AWS re:Invent 2022 - Dive deep on AWS networking infrastructure (NET402)

Summary

  • J.R. Rivers and Stephen Callaghan, senior principal network engineers at AWS, presented a deep dive into AWS's networking infrastructure.
  • They discussed the Infrastructure Services Organization's role in building the physical components of AWS, including networking.
  • The session covered the guiding principles (tenets) for AWS's network design, emphasizing security, availability, capacity, and performance.
  • They highlighted the evolution of AWS's network from consuming off-the-shelf hardware to creating custom devices and innovating with proprietary technology.
  • The talk included technical details on AWS's use of routers, switches, and cables, and how they manage over 1 million network devices.
  • They discussed the importance of multi-tenancy, redundancy, and diverse supply chains in maintaining network reliability and performance.
  • The speakers shared insights into AWS's custom hardware innovations, such as encryption modules, hardware BMCs, and optical modules.
  • They explained AWS's hybrid control plane approach, combining distributed and centralized models for network management.
  • The session also touched on AWS's active and passive monitoring systems, auto-remediation, and the future direction towards intent-based networking.
  • The presenters invited attendees to visit the AWS Village to see some of the networking hardware and encouraged feedback through a survey.

Insights

  • AWS places a high priority on security, going beyond standard practices by encrypting all links that leave their control and sanitizing equipment that leaves their red zones.
  • The network's design focuses on redundancy and diverse power feeds to ensure high availability, even in the face of common points of failure like shared risk link groups (SRLGs).
  • AWS's approach to network capacity involves developing their own hardware and software, using multiple suppliers, and ensuring a diverse supply chain to mitigate risks like those seen during the COVID-19 pandemic and semiconductor shortages.
  • Performance is a foundational aspect of AWS's network, with a preference for building a high-performance network over relying solely on traffic engineering.

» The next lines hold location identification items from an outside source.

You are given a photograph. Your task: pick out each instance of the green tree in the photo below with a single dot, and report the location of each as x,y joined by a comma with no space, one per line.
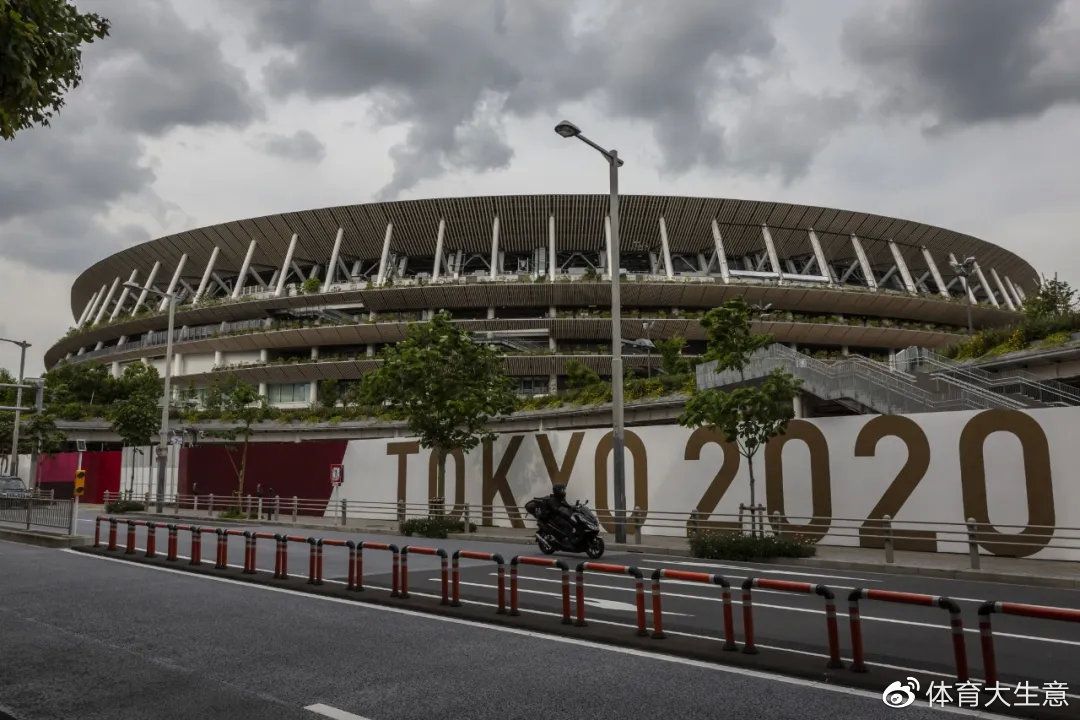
240,404
40,58
329,393
671,356
445,385
729,336
1054,299
748,416
136,415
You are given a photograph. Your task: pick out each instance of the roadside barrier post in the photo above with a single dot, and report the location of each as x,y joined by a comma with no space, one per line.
1024,610
220,561
196,545
541,562
658,630
956,623
130,549
417,549
792,586
618,570
456,576
972,544
395,564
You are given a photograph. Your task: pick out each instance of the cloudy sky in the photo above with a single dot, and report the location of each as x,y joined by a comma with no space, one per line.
963,113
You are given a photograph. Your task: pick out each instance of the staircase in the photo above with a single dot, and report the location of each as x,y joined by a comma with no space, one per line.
867,385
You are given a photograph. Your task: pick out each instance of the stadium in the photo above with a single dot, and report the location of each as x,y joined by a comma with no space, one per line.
285,301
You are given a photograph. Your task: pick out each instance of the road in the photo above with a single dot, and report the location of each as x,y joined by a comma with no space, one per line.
896,638
89,637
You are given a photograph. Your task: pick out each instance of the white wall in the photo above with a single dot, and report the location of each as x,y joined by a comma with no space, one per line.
673,480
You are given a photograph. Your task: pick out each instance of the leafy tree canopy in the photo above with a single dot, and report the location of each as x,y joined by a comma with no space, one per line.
1053,299
40,58
729,336
445,385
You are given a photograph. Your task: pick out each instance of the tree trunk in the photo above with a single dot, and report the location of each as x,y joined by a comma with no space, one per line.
753,497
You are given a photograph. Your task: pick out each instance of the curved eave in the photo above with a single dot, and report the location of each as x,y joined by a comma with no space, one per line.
579,225
918,308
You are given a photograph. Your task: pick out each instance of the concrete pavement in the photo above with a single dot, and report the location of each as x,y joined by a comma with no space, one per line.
97,638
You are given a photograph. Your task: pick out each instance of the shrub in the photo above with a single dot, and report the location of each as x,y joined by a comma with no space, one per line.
720,545
434,527
119,506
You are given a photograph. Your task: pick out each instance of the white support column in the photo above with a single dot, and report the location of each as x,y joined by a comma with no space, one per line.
864,262
986,286
963,281
1000,285
439,249
819,255
1012,288
721,258
552,257
284,266
108,299
243,271
902,266
770,247
85,311
332,268
123,296
665,249
149,283
495,247
380,279
934,272
206,273
174,281
607,245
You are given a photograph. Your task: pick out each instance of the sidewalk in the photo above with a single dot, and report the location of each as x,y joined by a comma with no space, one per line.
1045,573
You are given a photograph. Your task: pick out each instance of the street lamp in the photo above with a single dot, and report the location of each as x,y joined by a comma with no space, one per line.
568,130
23,344
963,270
163,438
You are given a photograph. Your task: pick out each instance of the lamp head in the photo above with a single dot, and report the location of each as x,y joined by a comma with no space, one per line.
567,128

  • AWS has evolved from using standard networking hardware to creating custom devices and innovating with proprietary technology, allowing them to meet specific needs and scale effectively.

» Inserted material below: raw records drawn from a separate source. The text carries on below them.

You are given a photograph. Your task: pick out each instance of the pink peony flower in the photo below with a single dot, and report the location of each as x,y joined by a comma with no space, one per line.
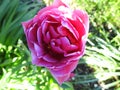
56,37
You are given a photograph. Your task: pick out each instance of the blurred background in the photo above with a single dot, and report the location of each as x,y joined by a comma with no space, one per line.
98,69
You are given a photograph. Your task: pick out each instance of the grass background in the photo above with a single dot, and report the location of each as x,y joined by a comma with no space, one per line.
98,69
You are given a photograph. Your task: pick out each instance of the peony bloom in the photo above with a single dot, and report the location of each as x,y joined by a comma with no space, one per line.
56,37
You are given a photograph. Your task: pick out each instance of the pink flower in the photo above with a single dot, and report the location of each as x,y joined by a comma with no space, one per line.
56,37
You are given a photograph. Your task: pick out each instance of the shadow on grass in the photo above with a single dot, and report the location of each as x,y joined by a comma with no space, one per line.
84,78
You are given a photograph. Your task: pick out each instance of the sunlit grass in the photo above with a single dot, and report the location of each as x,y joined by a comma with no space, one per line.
101,59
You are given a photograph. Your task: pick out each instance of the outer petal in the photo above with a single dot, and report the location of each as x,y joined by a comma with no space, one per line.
56,4
63,74
84,17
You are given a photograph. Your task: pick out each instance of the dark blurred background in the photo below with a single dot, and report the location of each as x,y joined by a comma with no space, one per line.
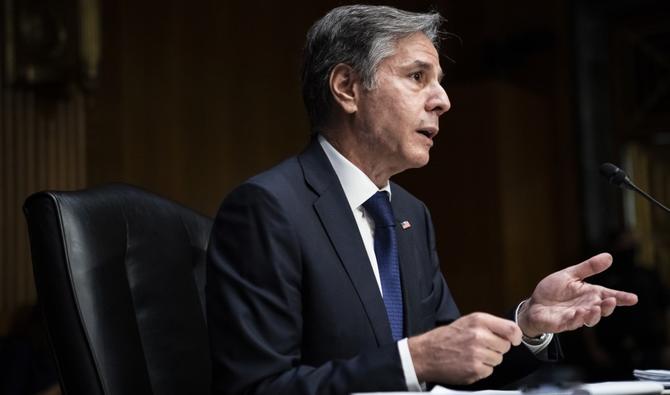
188,99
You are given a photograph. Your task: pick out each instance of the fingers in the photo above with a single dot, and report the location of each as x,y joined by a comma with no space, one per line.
622,298
607,306
591,266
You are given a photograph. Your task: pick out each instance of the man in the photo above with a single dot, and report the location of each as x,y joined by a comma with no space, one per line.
323,276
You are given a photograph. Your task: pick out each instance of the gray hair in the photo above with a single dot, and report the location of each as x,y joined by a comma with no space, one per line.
360,36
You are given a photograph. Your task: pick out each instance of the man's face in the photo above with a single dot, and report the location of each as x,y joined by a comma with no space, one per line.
398,119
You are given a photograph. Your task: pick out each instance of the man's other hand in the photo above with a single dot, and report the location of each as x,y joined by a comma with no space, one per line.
562,301
465,351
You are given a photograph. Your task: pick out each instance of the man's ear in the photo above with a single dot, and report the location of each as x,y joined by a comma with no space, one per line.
343,81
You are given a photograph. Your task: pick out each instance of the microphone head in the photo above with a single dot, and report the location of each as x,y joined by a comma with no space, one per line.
615,175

  • The network's design uses a folded fat tree architecture, which is scalable and limits fault domains, and AWS has moved towards single-chip platforms for simplicity and reliability.

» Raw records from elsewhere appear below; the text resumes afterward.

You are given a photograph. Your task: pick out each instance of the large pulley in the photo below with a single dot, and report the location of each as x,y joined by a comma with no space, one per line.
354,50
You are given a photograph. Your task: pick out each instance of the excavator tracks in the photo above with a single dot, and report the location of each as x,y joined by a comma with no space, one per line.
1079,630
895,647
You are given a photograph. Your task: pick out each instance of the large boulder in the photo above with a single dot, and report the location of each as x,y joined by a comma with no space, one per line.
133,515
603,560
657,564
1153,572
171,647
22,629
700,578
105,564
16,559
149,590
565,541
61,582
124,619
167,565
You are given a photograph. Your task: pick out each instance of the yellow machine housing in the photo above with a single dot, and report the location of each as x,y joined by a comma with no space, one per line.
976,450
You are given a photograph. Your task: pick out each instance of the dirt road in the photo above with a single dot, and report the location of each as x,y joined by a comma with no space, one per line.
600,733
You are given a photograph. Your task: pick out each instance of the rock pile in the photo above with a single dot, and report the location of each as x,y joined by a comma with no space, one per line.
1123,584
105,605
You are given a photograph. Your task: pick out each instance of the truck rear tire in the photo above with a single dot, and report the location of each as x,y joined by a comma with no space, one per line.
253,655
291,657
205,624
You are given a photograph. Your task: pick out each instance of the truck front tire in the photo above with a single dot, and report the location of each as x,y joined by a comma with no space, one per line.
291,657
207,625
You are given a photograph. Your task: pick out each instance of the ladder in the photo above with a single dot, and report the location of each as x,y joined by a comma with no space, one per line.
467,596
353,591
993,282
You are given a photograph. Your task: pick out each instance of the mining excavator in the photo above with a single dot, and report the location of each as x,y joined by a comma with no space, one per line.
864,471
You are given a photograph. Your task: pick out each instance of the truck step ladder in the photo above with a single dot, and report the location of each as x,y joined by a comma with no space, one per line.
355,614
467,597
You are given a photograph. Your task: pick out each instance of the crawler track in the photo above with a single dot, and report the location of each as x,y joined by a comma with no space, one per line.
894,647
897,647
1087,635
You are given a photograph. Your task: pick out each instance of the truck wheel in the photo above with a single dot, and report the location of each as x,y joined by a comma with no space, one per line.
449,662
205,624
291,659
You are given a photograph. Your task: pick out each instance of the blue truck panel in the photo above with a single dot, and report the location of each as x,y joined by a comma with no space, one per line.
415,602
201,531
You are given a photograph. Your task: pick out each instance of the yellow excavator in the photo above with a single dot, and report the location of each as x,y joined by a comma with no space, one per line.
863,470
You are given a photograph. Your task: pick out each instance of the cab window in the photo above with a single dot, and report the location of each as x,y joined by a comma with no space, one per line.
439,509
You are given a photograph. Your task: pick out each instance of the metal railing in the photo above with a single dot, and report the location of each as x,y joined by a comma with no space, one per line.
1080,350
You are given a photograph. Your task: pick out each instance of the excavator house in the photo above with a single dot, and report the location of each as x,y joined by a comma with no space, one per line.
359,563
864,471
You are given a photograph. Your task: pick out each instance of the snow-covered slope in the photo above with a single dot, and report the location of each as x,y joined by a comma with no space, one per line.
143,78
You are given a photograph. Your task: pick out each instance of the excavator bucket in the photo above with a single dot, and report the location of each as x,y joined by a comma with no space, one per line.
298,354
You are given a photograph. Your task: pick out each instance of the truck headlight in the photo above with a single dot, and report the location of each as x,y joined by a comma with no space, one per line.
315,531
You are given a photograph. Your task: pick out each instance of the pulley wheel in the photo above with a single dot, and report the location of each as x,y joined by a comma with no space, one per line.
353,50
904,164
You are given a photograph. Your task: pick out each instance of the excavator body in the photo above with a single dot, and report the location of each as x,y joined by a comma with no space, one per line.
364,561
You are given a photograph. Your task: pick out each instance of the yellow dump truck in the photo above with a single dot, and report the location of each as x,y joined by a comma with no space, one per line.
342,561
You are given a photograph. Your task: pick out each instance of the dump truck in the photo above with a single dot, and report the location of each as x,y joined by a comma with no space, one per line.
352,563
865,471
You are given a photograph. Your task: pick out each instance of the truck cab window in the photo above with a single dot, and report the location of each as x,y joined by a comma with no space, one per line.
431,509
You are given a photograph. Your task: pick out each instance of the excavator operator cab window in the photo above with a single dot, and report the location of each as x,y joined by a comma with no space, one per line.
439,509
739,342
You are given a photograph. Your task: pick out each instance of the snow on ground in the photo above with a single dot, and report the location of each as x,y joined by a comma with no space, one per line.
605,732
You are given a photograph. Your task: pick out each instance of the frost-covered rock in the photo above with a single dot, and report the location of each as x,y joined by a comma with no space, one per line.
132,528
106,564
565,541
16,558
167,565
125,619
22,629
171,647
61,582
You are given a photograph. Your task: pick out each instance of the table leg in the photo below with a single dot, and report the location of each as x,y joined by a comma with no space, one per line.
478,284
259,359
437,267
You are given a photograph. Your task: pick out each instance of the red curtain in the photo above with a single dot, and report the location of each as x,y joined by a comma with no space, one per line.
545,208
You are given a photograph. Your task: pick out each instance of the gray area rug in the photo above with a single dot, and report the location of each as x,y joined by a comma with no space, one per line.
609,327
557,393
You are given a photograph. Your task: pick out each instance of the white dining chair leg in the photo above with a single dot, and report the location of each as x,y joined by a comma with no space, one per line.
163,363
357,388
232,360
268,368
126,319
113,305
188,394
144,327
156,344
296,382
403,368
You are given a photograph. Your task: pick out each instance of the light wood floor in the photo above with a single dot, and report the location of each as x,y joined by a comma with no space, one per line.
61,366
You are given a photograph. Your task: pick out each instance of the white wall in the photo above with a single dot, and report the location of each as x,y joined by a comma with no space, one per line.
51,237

  • AWS's network control plane is a hybrid model that combines the stability of distributed protocols with the visibility and prescriptiveness of centralized models.
  • Active monitoring systems and auto-remediation play a crucial role in maintaining network performance and reliability, with billions of observations per minute informing operational decisions.
  • AWS is exploring intent-based networking to ensure that multi-domain systems operate cohesively and according to expected behaviors.